Cazo pounded his knee. “Damn! We sho’ ain’t gonna have the strength to grab him and hold him long enough to kill him.”
Eli fingered the steel bolts and the concrete around them that anchored the steel slab to the wall. He leapt to his feet. “Gimme your shank!” Eli exclaimed.
Cazo stared at him for a moment before he took a heavy hunting knife from a leg scabbard. Eli took the blade and ordered, “Raise a leg—I need a boot.”
Eli pulled off the size-fourteen boot from the extended foot. “This is old concrete,” Eli said as he started to hammer the blade into the concrete around one of the three bolts. Tiny particles fell to the floor. Cazo doubtfully shook his head.

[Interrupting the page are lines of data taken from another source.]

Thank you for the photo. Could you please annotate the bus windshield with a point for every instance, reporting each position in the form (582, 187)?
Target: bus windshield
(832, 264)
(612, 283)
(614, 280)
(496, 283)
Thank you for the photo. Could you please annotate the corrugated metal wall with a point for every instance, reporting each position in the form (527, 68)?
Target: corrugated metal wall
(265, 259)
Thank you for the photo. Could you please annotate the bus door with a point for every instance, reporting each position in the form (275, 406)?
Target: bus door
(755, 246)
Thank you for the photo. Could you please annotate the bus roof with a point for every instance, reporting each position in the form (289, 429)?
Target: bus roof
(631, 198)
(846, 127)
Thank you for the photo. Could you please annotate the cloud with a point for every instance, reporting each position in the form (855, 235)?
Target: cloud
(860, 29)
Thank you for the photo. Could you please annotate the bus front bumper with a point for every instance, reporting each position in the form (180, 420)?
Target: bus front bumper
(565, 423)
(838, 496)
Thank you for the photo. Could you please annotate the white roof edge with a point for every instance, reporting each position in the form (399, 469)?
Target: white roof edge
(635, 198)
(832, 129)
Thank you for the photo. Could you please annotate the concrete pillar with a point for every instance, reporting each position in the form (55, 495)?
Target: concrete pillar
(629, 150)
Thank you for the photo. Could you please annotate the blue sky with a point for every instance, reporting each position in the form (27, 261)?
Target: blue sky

“Bro, why you fuckin’ with that?” Eli said.
“ ’Cause this hunk of steel is the only way we gonna be able to bust that lock and chain off that cell door.” Cazo punched a fist against his shoulder.

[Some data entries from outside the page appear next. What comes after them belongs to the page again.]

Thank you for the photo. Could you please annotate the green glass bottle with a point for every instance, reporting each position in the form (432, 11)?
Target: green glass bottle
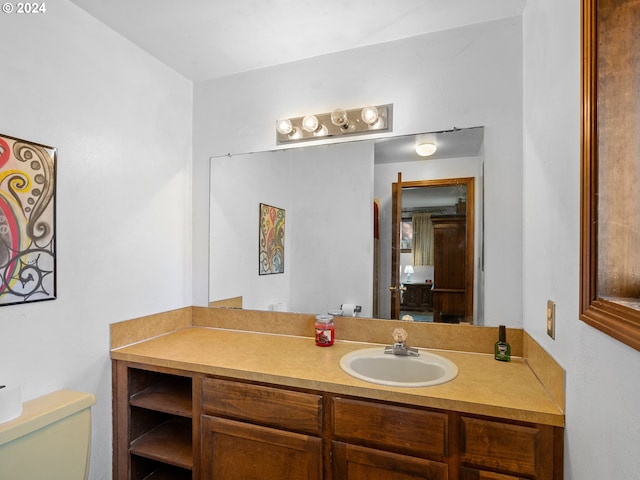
(502, 349)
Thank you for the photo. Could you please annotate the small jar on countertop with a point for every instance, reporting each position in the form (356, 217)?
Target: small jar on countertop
(325, 330)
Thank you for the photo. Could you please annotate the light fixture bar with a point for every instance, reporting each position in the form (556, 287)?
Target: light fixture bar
(357, 121)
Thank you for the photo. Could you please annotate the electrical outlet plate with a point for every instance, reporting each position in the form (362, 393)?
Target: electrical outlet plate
(551, 319)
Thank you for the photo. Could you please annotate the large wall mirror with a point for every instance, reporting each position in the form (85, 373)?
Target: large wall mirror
(337, 202)
(610, 217)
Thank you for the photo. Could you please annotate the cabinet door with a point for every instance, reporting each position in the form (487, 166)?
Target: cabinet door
(352, 462)
(234, 450)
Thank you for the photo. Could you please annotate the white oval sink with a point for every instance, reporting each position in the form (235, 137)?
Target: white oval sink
(375, 366)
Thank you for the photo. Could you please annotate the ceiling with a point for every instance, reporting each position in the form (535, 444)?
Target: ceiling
(206, 39)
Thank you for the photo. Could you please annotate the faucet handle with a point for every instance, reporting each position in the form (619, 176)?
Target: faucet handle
(399, 335)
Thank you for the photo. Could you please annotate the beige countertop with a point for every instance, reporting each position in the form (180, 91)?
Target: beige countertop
(483, 385)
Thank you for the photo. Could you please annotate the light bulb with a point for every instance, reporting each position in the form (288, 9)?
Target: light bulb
(321, 131)
(339, 118)
(426, 149)
(310, 123)
(284, 126)
(369, 115)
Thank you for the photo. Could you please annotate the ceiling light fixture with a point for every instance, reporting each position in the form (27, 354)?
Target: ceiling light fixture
(370, 119)
(426, 149)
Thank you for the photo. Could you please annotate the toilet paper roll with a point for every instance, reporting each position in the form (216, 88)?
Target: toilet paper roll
(348, 310)
(10, 402)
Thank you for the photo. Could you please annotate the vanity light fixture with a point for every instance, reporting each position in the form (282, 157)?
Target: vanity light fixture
(426, 149)
(361, 121)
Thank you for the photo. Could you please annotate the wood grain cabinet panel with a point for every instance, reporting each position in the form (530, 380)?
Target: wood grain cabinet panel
(409, 430)
(475, 474)
(270, 406)
(524, 450)
(239, 451)
(352, 462)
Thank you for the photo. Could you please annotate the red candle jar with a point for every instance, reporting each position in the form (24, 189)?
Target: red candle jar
(325, 330)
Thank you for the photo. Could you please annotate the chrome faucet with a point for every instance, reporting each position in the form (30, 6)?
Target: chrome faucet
(399, 346)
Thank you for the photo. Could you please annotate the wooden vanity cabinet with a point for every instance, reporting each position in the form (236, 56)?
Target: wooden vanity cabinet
(176, 425)
(255, 431)
(376, 441)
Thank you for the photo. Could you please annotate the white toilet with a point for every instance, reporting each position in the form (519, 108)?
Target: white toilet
(51, 439)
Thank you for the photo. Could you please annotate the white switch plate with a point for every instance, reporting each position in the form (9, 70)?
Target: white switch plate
(551, 319)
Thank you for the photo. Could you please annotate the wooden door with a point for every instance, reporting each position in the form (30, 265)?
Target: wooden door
(234, 450)
(352, 462)
(396, 219)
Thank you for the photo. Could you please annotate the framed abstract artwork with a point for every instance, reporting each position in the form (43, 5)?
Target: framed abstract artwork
(27, 221)
(271, 240)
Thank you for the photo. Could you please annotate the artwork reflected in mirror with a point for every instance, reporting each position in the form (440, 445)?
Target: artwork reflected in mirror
(271, 240)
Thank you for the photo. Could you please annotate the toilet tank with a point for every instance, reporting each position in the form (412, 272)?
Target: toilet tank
(51, 439)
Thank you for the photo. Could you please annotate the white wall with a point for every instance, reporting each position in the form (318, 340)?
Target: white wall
(464, 77)
(122, 124)
(602, 415)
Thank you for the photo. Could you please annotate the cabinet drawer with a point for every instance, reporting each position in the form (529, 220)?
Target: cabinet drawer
(409, 430)
(264, 405)
(502, 446)
(355, 462)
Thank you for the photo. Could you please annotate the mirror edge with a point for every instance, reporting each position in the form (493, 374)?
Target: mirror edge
(617, 321)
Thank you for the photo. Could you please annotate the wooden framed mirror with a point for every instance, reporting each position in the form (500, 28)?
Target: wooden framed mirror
(610, 150)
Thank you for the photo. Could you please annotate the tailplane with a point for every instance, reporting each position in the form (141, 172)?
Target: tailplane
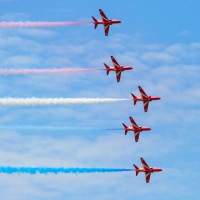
(134, 98)
(107, 69)
(95, 22)
(125, 128)
(136, 169)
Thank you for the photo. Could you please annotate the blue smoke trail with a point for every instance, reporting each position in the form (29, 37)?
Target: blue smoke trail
(42, 170)
(61, 128)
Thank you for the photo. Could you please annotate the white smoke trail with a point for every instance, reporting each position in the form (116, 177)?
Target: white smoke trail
(44, 71)
(54, 101)
(39, 24)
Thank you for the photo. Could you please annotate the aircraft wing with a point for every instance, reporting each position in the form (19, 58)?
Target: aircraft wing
(118, 75)
(147, 175)
(146, 167)
(142, 92)
(106, 29)
(104, 18)
(137, 135)
(146, 105)
(115, 63)
(133, 122)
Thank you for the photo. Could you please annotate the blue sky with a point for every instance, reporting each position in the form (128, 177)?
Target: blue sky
(160, 39)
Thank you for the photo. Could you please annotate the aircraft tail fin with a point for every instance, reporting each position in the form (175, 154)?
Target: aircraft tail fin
(107, 69)
(136, 170)
(125, 128)
(134, 98)
(95, 22)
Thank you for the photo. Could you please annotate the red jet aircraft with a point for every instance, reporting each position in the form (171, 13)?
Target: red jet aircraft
(135, 128)
(105, 21)
(146, 169)
(117, 68)
(145, 98)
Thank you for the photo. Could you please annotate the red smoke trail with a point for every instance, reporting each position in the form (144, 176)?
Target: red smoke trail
(44, 71)
(39, 24)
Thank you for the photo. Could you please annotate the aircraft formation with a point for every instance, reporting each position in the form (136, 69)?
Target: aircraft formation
(118, 69)
(144, 97)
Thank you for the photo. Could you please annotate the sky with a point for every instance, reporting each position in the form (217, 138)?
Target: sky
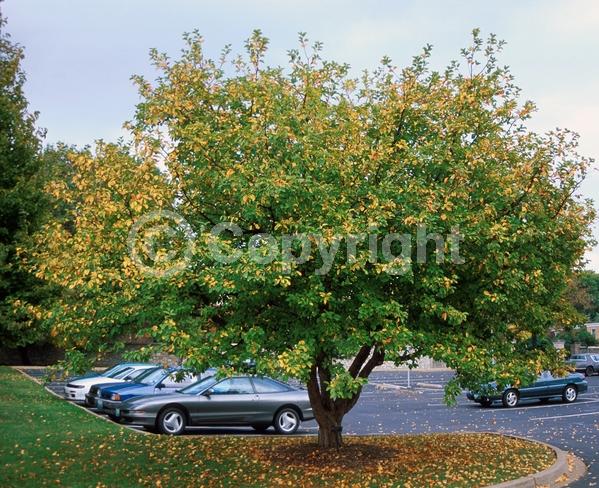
(80, 55)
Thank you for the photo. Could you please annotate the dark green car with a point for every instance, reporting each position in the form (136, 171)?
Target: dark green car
(544, 388)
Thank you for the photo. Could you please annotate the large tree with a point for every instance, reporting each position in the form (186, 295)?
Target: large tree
(23, 205)
(311, 151)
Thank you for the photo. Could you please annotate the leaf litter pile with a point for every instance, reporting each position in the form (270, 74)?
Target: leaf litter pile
(47, 442)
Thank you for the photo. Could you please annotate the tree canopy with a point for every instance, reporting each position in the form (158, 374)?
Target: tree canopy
(309, 156)
(23, 204)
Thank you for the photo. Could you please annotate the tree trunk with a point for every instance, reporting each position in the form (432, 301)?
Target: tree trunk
(329, 412)
(24, 355)
(329, 433)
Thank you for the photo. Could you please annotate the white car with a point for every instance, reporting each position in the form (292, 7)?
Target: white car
(76, 389)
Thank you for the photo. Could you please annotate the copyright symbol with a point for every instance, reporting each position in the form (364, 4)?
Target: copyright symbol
(160, 243)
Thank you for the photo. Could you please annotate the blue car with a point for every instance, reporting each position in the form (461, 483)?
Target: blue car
(160, 381)
(135, 378)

“Get down, Eli. I’ll take over when you wanta ketch your breath.”
—
Hours later, dripping sweat, they dislodged the slab. They pulled the chain until the lock was inside the cell. They grunted as they lifted the heavy metal and battered the lock and cell door with it. The impact filled the basement with a dull, thudding racket. Only one out of three of the efforts actually impacted directly on the lock itself. The weight of the steel battering ram forced them to sprawl on the floor for a brief break.

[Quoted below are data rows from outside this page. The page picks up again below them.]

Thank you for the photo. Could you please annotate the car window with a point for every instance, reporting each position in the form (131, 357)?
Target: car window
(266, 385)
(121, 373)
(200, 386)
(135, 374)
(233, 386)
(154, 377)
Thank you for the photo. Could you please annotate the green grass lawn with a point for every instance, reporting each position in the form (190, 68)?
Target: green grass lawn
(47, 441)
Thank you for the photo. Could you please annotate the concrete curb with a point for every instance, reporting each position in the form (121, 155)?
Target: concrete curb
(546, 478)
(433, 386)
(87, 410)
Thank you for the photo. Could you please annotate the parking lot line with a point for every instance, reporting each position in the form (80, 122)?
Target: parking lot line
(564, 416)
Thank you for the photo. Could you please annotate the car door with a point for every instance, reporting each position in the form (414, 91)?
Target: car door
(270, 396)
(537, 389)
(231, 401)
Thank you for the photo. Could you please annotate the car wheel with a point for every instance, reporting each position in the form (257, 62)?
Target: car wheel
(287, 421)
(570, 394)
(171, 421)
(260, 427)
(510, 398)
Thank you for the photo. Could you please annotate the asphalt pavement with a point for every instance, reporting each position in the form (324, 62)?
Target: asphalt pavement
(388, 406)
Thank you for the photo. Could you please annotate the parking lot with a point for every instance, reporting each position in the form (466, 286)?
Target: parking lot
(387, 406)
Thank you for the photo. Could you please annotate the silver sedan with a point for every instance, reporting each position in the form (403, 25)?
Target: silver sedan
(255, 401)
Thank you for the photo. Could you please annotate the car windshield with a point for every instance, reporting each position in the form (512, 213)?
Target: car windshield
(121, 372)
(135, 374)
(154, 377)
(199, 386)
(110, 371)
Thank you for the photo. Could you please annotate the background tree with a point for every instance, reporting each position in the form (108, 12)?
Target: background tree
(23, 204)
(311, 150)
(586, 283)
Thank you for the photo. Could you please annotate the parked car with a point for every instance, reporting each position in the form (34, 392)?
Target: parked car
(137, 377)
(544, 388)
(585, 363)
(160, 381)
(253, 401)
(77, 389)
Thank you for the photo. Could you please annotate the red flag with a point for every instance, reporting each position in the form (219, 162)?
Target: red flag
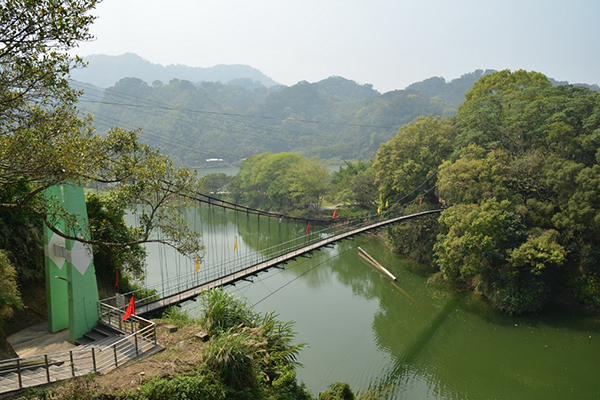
(130, 309)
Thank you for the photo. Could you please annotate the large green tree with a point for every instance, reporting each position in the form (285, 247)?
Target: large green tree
(521, 171)
(407, 164)
(282, 181)
(43, 141)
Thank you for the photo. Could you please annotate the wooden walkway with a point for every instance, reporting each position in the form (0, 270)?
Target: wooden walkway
(188, 294)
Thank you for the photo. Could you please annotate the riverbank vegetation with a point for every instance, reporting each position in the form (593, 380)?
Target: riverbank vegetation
(249, 356)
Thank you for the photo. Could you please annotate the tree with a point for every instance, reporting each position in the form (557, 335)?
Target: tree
(355, 184)
(107, 223)
(282, 181)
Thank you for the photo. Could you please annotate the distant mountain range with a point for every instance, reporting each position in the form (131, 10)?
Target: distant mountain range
(232, 112)
(104, 71)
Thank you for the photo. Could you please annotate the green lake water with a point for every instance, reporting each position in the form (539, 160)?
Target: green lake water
(419, 340)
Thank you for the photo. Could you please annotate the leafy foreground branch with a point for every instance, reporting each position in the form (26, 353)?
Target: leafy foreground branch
(248, 356)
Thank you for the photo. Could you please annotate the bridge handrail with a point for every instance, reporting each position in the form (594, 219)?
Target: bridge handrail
(179, 283)
(80, 361)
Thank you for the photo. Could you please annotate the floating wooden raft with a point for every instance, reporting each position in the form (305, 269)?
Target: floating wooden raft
(365, 256)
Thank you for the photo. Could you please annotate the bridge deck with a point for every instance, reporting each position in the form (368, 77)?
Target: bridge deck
(253, 270)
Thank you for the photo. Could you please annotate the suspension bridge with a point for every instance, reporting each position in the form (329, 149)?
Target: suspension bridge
(232, 264)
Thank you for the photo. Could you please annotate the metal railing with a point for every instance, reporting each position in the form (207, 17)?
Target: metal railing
(19, 373)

The rhythmic thudding awakened Shetani at twilight from fatigue-induced sleep. He listened intently, but he heard nothing. He was sure that he had imagined it.
He lay with a smile on his relaxed face as he recalled the heady dream that had sparkled his sleep. He had forced the twins to dig a big desert grave for Rucker, Petra, and Pee Wee before he killed them. He then covered the grave himself. In the dream, he had returned to New York and, with Diane, had built a hundred-girl stable with no slave older than twenty-two. He was acclaimed by all pimps and ho’s in the nation, on the whole planet, as the greatest player that had ever lived.
He felt a tremor in his crotch as he recalled the neon-splashed pandemonium at the premiere of the movie about his life. Sexpot groupies of every hue fought, clawed, and trampled to get interviewed for his stable.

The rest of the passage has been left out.